Keep Memories Alive While Normalizing Grief

by Alexa Hill


On February 11, 2019, my life was at its best. I was married to the most amazing man, we had just bought our first home, I had started a wonderful new job and (most importantly) I had a beautiful son who was celebrating his third birthday. At the end of the evening, he blew out candles on his cake in his greatnanny’s living room with us, his greatnanny and his grandad present. He had telephone calls with Nanna Jan, Auntie Ellie and Auntie Sarah. Our little family was blissfully happy and life felt settled. I think about that day all of the time. I would love to relive it. I would love to go back and be completely ignorant of the fact that, in just under 48 hours, our entire lives would change. I would love to go back and be blissfully unaware that, on that same day in 2022, my son would have his birthday again but four of the most important people in our lives would no longer be alive to celebrate with him.

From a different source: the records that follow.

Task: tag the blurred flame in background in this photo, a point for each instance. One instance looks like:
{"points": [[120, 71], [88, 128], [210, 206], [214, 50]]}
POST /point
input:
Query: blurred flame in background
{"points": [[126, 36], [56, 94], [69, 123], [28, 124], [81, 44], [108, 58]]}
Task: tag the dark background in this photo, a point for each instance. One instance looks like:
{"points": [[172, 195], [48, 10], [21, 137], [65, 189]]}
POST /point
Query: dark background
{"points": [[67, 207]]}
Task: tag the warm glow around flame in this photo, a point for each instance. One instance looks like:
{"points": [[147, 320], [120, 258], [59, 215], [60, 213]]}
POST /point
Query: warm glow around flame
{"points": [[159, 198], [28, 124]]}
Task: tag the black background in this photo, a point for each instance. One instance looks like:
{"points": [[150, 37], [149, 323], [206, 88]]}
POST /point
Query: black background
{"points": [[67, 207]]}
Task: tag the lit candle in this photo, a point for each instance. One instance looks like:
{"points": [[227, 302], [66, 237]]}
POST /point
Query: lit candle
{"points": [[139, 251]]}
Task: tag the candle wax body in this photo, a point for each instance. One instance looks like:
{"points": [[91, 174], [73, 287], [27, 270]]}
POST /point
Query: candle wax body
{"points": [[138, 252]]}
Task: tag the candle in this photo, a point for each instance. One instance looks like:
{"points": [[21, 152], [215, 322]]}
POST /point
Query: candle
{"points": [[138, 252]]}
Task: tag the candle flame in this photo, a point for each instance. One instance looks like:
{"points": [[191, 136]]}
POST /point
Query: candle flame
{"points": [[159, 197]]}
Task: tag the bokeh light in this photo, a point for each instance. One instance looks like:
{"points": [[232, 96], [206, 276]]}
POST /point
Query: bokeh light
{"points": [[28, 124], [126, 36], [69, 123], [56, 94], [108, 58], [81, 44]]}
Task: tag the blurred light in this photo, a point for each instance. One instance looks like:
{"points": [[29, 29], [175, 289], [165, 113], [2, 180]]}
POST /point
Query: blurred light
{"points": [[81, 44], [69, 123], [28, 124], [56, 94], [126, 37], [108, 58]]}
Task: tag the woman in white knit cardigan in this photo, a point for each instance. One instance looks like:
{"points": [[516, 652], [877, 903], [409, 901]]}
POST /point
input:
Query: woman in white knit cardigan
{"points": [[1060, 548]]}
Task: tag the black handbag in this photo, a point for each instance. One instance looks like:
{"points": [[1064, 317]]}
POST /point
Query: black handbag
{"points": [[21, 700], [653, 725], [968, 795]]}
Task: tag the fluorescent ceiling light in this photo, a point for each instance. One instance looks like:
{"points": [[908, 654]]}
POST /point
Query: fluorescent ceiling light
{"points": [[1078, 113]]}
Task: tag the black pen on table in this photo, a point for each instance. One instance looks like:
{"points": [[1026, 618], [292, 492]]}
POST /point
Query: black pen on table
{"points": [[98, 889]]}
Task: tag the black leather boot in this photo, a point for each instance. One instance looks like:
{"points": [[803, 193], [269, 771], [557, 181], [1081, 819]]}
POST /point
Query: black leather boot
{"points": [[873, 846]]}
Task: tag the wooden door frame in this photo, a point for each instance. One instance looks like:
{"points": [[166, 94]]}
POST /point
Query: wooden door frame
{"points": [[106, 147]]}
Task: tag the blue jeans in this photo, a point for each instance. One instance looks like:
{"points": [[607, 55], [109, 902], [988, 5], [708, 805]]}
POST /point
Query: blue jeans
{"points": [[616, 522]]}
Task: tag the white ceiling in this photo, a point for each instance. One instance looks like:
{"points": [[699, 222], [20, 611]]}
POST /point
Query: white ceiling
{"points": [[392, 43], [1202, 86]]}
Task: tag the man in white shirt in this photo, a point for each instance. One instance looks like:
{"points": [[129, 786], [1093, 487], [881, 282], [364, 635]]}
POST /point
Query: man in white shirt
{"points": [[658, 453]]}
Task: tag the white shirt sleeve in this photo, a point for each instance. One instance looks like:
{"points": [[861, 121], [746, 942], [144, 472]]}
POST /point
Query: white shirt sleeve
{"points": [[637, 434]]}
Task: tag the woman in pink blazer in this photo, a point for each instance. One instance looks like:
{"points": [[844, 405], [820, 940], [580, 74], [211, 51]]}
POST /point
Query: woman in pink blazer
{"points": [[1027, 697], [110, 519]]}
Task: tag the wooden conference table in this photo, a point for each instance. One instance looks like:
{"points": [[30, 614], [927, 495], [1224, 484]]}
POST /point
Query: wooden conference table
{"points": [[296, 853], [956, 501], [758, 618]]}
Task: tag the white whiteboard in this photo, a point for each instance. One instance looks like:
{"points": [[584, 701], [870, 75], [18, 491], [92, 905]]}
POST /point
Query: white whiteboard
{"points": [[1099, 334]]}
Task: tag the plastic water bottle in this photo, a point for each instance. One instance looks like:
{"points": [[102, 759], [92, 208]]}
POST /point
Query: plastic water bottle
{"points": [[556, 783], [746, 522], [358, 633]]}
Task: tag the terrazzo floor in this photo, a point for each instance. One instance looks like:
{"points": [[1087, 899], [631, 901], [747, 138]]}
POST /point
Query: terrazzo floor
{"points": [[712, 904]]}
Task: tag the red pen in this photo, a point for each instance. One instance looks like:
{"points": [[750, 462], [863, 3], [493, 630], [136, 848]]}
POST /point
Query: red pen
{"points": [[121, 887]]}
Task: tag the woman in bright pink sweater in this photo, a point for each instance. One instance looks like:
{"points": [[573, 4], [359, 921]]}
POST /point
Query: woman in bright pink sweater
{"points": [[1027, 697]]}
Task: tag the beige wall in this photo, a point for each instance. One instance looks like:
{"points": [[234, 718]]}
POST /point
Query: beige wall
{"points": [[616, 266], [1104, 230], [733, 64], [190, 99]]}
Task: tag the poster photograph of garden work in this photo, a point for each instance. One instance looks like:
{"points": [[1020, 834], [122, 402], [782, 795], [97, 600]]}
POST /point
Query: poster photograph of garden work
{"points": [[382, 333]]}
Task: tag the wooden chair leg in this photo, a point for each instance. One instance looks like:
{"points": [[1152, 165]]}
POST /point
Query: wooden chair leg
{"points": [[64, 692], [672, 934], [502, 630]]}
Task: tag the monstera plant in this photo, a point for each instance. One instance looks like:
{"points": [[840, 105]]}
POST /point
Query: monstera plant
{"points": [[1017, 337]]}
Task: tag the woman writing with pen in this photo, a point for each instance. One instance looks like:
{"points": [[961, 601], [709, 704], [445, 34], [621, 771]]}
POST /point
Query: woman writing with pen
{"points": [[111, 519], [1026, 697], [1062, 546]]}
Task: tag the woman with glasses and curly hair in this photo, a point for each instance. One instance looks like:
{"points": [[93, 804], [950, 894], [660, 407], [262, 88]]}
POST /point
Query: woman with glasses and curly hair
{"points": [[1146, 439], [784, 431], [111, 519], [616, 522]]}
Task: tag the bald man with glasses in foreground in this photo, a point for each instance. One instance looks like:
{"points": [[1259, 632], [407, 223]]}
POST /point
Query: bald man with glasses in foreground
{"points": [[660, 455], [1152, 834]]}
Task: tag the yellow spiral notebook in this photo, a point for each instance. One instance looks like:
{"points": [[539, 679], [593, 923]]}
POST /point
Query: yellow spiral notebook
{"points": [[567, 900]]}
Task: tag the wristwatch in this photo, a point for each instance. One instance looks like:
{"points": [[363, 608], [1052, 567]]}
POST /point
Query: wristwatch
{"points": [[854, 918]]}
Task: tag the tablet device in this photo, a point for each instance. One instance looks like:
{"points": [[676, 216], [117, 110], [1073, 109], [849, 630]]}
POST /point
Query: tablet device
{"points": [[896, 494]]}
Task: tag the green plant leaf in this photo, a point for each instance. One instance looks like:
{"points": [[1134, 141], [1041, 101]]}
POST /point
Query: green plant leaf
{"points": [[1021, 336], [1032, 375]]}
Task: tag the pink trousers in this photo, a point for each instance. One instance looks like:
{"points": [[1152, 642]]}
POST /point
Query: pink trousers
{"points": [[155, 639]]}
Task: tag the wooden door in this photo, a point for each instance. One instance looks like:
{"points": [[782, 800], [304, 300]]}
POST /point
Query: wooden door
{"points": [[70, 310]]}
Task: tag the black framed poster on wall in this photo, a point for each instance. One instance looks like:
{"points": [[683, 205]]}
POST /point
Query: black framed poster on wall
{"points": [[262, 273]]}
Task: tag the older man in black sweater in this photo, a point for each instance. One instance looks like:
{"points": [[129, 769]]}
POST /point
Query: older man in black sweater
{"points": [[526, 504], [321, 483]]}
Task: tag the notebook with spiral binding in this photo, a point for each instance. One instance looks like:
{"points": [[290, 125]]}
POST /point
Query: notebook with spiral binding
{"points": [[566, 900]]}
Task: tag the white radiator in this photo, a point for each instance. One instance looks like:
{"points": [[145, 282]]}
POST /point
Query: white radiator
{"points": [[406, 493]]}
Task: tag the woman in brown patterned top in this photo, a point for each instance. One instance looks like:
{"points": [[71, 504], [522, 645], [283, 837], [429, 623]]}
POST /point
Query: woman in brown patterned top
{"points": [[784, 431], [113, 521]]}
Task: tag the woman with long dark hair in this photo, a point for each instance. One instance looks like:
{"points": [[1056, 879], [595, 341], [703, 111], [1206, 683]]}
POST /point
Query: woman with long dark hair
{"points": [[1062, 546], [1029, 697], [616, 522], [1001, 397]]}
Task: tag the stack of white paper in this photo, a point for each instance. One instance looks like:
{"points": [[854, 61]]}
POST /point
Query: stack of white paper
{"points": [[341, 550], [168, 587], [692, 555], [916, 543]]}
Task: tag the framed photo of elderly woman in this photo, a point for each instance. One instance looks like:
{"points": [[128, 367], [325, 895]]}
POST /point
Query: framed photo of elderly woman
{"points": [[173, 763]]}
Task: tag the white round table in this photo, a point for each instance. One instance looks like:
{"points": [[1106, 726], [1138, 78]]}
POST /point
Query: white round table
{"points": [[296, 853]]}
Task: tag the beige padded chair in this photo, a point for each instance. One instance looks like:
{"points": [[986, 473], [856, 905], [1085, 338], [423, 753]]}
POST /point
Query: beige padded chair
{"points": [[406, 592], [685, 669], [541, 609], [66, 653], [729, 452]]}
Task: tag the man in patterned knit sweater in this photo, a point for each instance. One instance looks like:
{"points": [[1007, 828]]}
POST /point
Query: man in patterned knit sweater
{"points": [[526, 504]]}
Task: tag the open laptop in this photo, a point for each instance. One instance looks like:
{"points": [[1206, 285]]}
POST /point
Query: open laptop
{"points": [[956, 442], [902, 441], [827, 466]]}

Just two days later I stood in a hospital car park having had my life changed forever. I’d been to visit my step mum, Jan, in hospital. She had felt unwell after a routine operation. She unexpectedly deteriorated that day. A doctor arrived and told us that she had a very rare form of cancer that had gone undetected. It was so advanced that her body was shutting down and she only had hours to live. On February 13, 2019, I walked out of the hospital with a newly widowed father, my two sisters, a bag full of Jan’s possessions, a cloud of grief and an altered life.

I thought that it couldn’t get worse but it did. Two weeks later, I discovered that my nan, Barb, was dying. She’d had breast cancer for four years but had hidden it in order to have a “normal” life with us. I was still in shock from Jan’s death — truth be told, I was walking around like a robot — and now the woman I loved most in the entire world was about to leave me forever. In the midst of saying goodbyes to Jan and trying to adjust to our new lives, we lost Barb on March 26, 2019.

It was hell but we pulled together as a family and began to carve out a “new normal.” Then the pandemic hit and challenged us again. My father is medically vulnerable and he went on to be locked away from us for eighteen months. Our family is spread across different counties, so we were also restricted from seeing each other. It was a very tough time and it made adjusting to our new lives more difficult.

Then a moment of sheer joy came when my daughter was born in February 2021. It was still challenging because we couldn’t be together but we expressed gratitude that a happier time had arrived for our family.

It lasted for five days.

Out of the blue, my dad phoned in tears. My sister, Sarah, had been experiencing Covid-like symptoms for just over a week. All of her tests were negative; doctors had asked her to go to the hospital for a routine chest x-ray. After reviewing the scans, doctors told her that she had cancer. It had spread to different organs in her body and it was terminal. Just five weeks after diagnosis, in the middle of a pandemic that meant we couldn’t be together, cancer ripped Sarah away from us on March 28, 2021. She was just 32 years old.

In the months that followed, our family suffered together but physically apart as pandemic restrictions continued. Then, on August 9, 2021, we suffered another blow when my father-in-law, Dave, passed away unexpectedly. I was thrown into grieving another loss whilst watching the man that I loved having his heart broken by grief too.

Our world had been turned upside down. We’d physically lost people we loved and futures we had planned with them. Our son had lost so many of his loved ones and he struggled to process it. Even our daughter’s entrance to the world was tainted. I entered into a period that I now call “The Fog”; everything seemed out of my control and I felt like I no longer recognized myself or my life.

I was more thankful than ever for my little family at that time, especially my son and my daughter. They gave me purpose. My husband and I supported each other as we grieved. Our son needed me as he started to understand the permanence of his losses. My daughter was new to the world and was depending on me to care for her. So, I fought back against the fog. It took everything that I had but I did it. I spoke about my feelings, I structured my days to give me purpose and I signed up for bereavement counselling. Slowly the fog began to clear.

Bereavement counselling was the best thing that I did during that time. It helped me to reconnect with the positive memories of the people I loved and lost. It also allowed me to work out what I wanted for my future. It wasn’t an instant process but that is something that I actually liked about it. Over time, the advice that I was given applied to my grief in new ways as it evolved. That is what lead to me read through Sarah’s messages again. My new way forward was found in one of her texts. There it was in Sarah’s words “You should start a blog!” She always used to say that to me. I love to write but I’ve never really had to confidence to share anything I work on. Whenever we talked about it, Sarah would tell me to start a blog. That day, I finally knew what the blog would be about.

Sarah was passionate about mental health and wellbeing; she’d studied multiple degrees and was pursuing a career in that field. Jan’s death also made Sarah feel strongly about the importance of discussing grief openly. So, that’s what I decided to do. I set up my blog, A Load Of Grief, to document my grief experience and break down barriers around bereavement. It is my sincere hope that it will serve the memory of my family in a positive way, allow Sarah to still achieve her goals and help others find their way out of the fog.